The moment is interrupted by a galloping on the stairs. This sound is not unfamiliar. Our stairs are like the heartbeat of this house. You can tell who’s walking up them from the pace and gait on the treads. There’s someone rushing to the loo or running away from a fight, someone sitting there taking a phone call thinking none of us can hear. There’s the sound of me sitting in the laundry basket asking Grace to push me down because we’d watched too much of the Winter Olympics at Nagano. I still remember the juddering, the big clash at the bottom when I collided with the banister. I remember blood and a giant fat lip and Mum having to write letters to school to explain. There’s Dad’s slow measured steps and Grace jumping like a gazelle from the third step to the bottom. This is Beth. When she crawls up frantically, using hands and feet. She once admitted to me that she often worries she’s being chased because she watchedHalloweenway too young and it left permanent scars. She bursts into the room.

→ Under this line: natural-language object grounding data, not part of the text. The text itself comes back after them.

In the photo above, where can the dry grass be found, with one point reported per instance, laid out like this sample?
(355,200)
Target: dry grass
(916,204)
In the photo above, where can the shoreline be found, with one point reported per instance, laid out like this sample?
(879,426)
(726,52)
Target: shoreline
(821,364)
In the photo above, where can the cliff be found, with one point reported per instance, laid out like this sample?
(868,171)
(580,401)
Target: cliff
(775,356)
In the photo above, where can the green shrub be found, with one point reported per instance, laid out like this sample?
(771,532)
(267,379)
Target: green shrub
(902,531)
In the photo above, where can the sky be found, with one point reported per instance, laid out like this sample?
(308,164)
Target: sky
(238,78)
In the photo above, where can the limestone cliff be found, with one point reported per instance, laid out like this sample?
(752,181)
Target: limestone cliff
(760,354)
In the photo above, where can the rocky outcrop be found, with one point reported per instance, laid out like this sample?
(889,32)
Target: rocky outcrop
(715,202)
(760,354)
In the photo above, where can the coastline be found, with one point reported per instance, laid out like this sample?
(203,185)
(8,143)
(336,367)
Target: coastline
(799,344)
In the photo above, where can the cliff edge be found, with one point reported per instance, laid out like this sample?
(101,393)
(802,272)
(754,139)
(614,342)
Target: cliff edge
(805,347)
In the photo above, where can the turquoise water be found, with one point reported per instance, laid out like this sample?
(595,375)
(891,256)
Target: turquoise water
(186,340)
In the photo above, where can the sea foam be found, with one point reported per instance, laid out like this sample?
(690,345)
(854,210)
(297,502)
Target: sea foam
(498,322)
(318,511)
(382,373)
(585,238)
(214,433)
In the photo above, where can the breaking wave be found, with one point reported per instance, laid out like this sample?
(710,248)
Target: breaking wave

‘Hey,’ she says, straightening herself up. She looks slightly manic. ‘How are you? Why am I out of breath? This is awful. I’m so unfit.’ She doubles over and then stands to attention again. ‘How was Willett? What a disaster they made her head. Was she awful?’

‘Reptilian,’ I reply, waiting for her to explain her manic entrance.

‘Soooo… Grace is making you dippy eggs with soldiers and I also did a thing. Don’t hate me for doing the thing but it’s a thing and basically there’s someone downstairs?’

‘Does he have a mullet? Is he wearing Crocs?’ I ask. ‘Igor the physio was supposed to come round today.’

‘Not quite,’ she replies. ‘So, when we were on the sofa the other day and we were stalking people, you told me you wanted to see Josh. Well… news of your accident has got round. Not from me. Just the general grapevine and Josh got in touch with me to ask if you were OK and I explained the situation and, well, he’s downstairs now with a bouquet of supermarket flowers and, quite interestingly, a box of Maltesers, which to me feels a tad cheap…’ she spills out.

I sit there for a moment to take all of Beth’s ramble in. I’m having eggs. But Josh? Is here?

‘You invited him here? You didn’t tell me?’ I tell Beth.

‘I didn’t think you’d be out this morning and I thought we’d have time to prepare, properly. I can send him away?’